Текст книги "Искатель, 2014 № 07"


Автор книги: Юрий Кунов



сообщить о нарушении

Текущая страница: 8 (всего у книги 18 страниц)

Глава 22

– Давненько вы у меня не были, – сказал Марков, усаживаясь в обитое кожей массивное кресло. Он всегда в нем располагался, когда в мастерскую наведывались гости.

– Почти месяц.

Рыбакова задорным мальчишеским движением поправила прическу на затылке.

– Что вы стоите? Садитесь, – сказал Марков, указывая на оранжевое кресло-мешок.

– Благодарю. А новые работы у вас есть?

– Конечно. Для этого и живем.

– Тогда усаживаться с вашего позволения пока не буду. Можно посмотреть?

– Сделайте одолжение.

Валентина Васильевна с интересом окинула взглядом просторное светлое помещение. На противоположной стене она заметила четыре любопытных этюда, которых в прошлое ее посещение мастерской там не было. Она подошла к ним поближе.

– Как вам наша Лигань полюбилась! Готовы ее писать снова и снова.

– Река, как человек, все время разная. В солнечный день и в дождь, в сумерки и на рассвете. Многое зависит и от настроения художника. Одно и то же место при равных условиях я могу увидеть сегодня не так, как вчера. Да что я вам, как школьнице, рассказываю! Вы же замечательно понимаете, а главное, чувствуете живопись. И не только живопись. – Марков подпер голову рукой и с хитрецой посмотрел на Рыбакову. – Сразу перестали меня навещать, как только поняли, что моя мама вас ко мне ревнует.

– Так уж и ревнует? Может, я ей просто не нравлюсь.
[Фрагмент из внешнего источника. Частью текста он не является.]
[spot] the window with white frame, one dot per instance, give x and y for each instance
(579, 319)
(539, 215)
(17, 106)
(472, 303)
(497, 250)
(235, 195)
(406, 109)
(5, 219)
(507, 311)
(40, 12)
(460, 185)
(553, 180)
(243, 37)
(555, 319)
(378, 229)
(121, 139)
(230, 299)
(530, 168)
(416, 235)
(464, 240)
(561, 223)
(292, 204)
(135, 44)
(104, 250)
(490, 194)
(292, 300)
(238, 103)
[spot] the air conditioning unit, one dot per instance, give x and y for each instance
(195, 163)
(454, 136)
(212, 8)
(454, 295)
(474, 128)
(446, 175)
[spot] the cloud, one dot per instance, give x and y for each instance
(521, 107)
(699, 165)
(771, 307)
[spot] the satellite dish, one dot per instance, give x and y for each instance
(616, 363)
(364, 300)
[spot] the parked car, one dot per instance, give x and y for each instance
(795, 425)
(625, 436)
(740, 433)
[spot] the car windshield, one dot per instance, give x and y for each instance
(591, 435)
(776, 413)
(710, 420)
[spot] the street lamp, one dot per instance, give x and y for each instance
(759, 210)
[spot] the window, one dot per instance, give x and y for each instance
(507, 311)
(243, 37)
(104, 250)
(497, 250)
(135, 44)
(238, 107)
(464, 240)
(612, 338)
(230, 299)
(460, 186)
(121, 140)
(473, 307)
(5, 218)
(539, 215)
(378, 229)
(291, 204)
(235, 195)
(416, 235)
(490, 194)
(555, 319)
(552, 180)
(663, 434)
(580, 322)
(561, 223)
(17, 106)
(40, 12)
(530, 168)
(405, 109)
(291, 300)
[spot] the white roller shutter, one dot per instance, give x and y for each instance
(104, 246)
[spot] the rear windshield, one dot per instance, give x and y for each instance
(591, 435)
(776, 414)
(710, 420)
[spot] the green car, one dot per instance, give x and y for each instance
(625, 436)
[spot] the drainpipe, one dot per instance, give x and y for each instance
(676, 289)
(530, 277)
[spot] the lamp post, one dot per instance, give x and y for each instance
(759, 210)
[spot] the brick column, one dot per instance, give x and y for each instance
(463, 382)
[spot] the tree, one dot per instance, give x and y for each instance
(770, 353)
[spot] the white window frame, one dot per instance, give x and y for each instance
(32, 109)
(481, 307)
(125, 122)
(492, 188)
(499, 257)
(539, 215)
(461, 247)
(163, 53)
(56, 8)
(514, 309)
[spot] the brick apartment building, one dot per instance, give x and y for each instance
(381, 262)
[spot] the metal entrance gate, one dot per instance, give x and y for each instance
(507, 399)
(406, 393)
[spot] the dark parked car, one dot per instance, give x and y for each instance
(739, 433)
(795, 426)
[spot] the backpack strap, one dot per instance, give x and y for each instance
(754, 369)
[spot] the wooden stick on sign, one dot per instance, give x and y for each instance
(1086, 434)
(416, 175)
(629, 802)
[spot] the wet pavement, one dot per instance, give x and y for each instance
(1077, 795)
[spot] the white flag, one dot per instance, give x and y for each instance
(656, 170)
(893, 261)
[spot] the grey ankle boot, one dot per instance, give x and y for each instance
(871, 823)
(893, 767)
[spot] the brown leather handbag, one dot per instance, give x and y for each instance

– В том то и дело, что нравитесь. Специально подгадали сегодня момент, когда ее дома не будет?

– Что правда, то правда. Не скрою, маэстро, я знаю, во сколько ваша мама отправляется в магазин за продуктами.

– У нас не так много времени до ее прихода. Если не хотите с ней встретиться признавайтесь сразу, с чем пожаловали. Наверняка повод серьезный.

– Да, повод есть. И серьезный. Ярослав, вы знаете, что утонула Раиса Квасова?

– Знаю. Мама мне рассказала. И что?

– Она сказала, что к вам приходил полицейский?

– Разумеется. В доме хозяин все-таки я, несмотря на патологическое мамино желание всеми руководить.

– В полиции знают, что Квасова публично обвиняла вас в педофилии. И у них к вам есть масса вопросов.

– Не удивительно. Вы не в курсе, что их больше интересует, моя педофилия или как я прикончил госпожу Квасову?

– Перестаньте! Майор Посохин попросил меня с вами поговорить. Тема очень деликатная и Павел Петрович не хочет, чтобы их интерес к вам в связи с данным делом вылез наружу.

– И он также не хочет подставляться, если все окажется бредом взбалмошной тетки и я подам иск в суд о защите чести и достоинства моей персоны.

– И поэтому тоже. Кстати, а почему вы не обратились в суд, когда Квасова бросила вам такие обвинения?

– Потому, что она несчастная женщина. При всей ее наглости. Сожалею, что мне приходится об этом говорить, но положение вынуждает. Она была в меня влюблена и, не встретив взаимности, в отместку вашего покорного слугу облила помоями. Какой может быть суд? Что вы на меня так смотрите?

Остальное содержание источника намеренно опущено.